Income from continuing operations increased by approximately $12.1 million during the three months ended May 1, 2004 as compared to the three months ended May 3, 2003. These increases were made possible primarily by the increase in comparable store sales and improved merchandise margins achieved during the period.

Segment Operations

We are organized into two business segments — North America and International.
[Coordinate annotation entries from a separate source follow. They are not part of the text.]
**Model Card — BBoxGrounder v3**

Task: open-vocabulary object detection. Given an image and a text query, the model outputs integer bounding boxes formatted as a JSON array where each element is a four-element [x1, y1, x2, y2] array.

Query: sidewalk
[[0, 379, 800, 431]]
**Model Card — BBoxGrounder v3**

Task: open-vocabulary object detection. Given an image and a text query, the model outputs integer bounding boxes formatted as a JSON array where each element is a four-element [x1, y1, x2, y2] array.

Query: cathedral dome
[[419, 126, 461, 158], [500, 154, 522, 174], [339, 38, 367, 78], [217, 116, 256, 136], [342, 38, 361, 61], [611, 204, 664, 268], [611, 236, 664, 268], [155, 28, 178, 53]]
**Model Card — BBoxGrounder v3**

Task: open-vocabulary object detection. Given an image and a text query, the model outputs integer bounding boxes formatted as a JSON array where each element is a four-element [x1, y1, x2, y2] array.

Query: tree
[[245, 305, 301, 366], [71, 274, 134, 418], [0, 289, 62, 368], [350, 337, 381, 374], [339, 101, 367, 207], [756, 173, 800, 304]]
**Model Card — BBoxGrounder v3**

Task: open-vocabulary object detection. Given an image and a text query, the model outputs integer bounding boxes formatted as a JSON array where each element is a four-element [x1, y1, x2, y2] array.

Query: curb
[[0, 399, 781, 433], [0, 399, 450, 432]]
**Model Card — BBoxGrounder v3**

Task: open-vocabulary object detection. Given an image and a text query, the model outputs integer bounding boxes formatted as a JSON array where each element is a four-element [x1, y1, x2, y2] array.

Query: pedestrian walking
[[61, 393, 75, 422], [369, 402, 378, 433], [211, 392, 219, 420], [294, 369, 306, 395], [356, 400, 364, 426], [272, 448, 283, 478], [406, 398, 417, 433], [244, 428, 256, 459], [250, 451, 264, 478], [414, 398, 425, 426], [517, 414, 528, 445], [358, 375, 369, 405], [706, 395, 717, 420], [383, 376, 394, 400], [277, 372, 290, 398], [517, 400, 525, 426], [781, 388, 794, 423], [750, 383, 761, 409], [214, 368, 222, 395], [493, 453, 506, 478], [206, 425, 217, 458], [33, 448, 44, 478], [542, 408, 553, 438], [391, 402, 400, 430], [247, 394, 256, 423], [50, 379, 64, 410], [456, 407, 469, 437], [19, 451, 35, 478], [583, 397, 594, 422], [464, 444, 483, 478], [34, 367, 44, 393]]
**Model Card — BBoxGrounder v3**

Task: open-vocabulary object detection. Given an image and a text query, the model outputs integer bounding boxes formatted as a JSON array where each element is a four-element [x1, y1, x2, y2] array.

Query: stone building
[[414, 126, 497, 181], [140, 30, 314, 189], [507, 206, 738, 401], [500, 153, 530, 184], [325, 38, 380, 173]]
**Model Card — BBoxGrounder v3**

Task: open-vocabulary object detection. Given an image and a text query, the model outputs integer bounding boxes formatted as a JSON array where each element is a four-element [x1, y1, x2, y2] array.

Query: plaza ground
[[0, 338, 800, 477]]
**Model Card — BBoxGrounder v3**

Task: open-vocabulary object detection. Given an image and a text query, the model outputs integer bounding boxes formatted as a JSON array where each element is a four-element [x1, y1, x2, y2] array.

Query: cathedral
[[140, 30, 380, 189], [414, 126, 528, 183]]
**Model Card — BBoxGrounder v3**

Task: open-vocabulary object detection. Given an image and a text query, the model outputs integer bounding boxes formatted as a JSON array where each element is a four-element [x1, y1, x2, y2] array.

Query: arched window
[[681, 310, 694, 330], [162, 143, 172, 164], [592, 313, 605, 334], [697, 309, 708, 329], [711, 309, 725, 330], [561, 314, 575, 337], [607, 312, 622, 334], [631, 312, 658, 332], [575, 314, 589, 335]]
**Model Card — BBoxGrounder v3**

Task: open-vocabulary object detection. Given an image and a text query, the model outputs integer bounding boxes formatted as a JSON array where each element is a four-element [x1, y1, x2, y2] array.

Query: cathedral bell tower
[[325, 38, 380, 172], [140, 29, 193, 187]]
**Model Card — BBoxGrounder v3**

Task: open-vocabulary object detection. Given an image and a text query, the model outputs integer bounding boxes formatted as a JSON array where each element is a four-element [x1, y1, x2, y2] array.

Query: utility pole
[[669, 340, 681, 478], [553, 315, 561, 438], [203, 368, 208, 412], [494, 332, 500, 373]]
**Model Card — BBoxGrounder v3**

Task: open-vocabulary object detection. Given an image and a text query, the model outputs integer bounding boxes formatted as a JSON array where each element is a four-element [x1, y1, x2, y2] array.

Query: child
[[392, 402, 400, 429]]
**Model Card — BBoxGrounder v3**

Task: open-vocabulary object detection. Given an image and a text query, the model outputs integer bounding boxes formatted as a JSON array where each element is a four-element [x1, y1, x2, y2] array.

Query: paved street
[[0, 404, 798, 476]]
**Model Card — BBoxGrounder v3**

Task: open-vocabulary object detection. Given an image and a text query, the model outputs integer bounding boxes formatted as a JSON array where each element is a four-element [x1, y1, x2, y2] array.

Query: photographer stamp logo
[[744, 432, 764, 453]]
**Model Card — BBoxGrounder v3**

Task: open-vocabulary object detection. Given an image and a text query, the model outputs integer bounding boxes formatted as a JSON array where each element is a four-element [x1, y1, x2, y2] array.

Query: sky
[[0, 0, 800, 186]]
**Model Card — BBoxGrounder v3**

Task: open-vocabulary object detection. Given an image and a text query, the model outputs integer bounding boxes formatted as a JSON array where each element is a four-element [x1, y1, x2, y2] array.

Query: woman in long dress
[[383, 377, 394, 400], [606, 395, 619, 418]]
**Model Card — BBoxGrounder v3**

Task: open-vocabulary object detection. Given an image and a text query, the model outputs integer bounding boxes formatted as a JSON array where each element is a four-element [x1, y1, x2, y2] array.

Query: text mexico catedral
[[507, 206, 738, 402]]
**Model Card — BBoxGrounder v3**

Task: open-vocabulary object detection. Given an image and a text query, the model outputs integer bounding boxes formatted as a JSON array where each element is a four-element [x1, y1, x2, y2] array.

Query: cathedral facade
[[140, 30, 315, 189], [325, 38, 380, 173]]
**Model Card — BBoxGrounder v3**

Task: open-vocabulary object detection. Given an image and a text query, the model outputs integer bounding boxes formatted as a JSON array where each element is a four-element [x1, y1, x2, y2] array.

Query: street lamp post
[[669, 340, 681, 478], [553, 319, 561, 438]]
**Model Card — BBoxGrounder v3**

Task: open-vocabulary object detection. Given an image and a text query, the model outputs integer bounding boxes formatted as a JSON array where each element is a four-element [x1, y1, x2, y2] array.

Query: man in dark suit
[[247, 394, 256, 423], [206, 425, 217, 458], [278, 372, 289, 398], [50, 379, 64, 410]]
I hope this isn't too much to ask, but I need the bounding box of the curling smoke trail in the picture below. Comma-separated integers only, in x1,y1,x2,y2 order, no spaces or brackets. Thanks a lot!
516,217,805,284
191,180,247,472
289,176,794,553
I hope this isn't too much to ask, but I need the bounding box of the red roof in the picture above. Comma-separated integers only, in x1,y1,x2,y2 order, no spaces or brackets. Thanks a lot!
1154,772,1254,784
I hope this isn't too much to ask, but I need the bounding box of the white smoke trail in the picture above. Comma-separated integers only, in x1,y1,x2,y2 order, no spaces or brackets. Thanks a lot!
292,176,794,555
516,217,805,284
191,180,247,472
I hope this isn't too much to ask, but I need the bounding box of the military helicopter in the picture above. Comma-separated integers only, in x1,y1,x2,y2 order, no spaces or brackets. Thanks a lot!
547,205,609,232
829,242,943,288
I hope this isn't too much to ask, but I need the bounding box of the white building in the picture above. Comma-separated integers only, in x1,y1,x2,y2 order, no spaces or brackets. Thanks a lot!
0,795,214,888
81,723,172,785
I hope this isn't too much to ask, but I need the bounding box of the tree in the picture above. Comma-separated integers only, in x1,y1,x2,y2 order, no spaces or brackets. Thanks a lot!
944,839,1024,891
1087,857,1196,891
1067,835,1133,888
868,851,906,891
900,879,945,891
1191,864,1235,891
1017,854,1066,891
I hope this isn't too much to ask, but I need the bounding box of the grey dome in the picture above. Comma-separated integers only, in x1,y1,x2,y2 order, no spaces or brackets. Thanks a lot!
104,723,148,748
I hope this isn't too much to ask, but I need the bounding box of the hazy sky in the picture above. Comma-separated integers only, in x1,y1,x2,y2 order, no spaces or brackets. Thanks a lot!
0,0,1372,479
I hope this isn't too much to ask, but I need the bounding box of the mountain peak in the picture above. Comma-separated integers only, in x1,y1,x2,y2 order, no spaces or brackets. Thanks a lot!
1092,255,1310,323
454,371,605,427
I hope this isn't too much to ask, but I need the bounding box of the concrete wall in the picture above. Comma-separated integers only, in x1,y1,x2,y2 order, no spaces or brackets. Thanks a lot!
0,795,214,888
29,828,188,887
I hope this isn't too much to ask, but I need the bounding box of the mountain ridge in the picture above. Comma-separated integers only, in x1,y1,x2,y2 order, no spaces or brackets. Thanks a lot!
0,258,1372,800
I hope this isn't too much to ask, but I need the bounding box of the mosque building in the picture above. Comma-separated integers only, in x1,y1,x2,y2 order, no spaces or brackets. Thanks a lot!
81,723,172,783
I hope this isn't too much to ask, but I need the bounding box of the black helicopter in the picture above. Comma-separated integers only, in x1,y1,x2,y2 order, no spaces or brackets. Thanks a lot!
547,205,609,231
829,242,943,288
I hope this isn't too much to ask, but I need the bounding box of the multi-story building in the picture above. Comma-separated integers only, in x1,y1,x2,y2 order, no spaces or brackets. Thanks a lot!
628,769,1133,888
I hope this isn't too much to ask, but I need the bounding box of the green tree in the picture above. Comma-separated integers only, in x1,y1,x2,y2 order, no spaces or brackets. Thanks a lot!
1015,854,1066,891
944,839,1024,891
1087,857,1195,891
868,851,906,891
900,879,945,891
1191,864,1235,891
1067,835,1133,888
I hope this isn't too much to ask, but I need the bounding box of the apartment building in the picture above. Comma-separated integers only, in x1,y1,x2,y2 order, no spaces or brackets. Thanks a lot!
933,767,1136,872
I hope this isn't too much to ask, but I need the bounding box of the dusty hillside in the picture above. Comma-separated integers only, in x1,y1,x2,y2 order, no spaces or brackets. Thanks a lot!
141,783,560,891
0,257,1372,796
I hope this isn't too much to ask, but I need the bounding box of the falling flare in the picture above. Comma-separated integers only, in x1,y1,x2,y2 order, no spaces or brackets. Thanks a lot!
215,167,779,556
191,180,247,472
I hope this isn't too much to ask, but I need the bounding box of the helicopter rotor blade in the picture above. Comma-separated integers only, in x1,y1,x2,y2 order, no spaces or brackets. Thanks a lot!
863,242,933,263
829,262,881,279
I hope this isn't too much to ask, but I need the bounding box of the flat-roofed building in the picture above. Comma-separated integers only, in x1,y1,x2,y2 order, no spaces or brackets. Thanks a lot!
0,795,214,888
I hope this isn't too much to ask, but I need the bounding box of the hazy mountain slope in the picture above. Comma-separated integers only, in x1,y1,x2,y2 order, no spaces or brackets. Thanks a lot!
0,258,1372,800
Following is a discussion of results of operations by business segment.

North America Division

Key statistics and results of operations for our North American division are as follows (dollars in thousands):

                 
    Three Months Ended
    May 1, 2004
  May 3, 2003
Net sales
  $ 208,200     $ 176,822  
Comparable store sales
    18 %     10 %
Gross profit percentage
    58.3 %     53.6 %
Number of stores at the end of the period (excludes Claire’s Nippon)
    2,123       2,161  

It is our objective to increase sales in North America primarily through generating comparable store sales increases and also by increasing our quantity of profitable store locations.

Net sales in North America during the three months ended May 1, 2004 increased by $31.4 million, or 17.7%, from the three months ended May 3, 2003. The increase in net sales was primarily attributable to comparable store sales increases of 18% during the three months ended May 1, 2004. We acquired 768 Afterthoughts stores in December 1999. Since that time, it has been our objective to close, or not renew, a number of under-performing or duplicative stores, and to re-name, upon lease renewal or landlord approval, the remaining Afterthoughts stores to Icing by Claire’s in order to capitalize on the Claire’s brand. Since we acquired the Afterthoughts stores, 409 have been closed or not renewed and 234 have been renamed to either Claire’s or Icing by Claire’s. We believe that the re-naming of these stores has contributed to the comparable store increases experienced during the first three months of Fiscal 2005, and we plan to continue to re-name the remaining stores upon lease renewal or as landlords permit.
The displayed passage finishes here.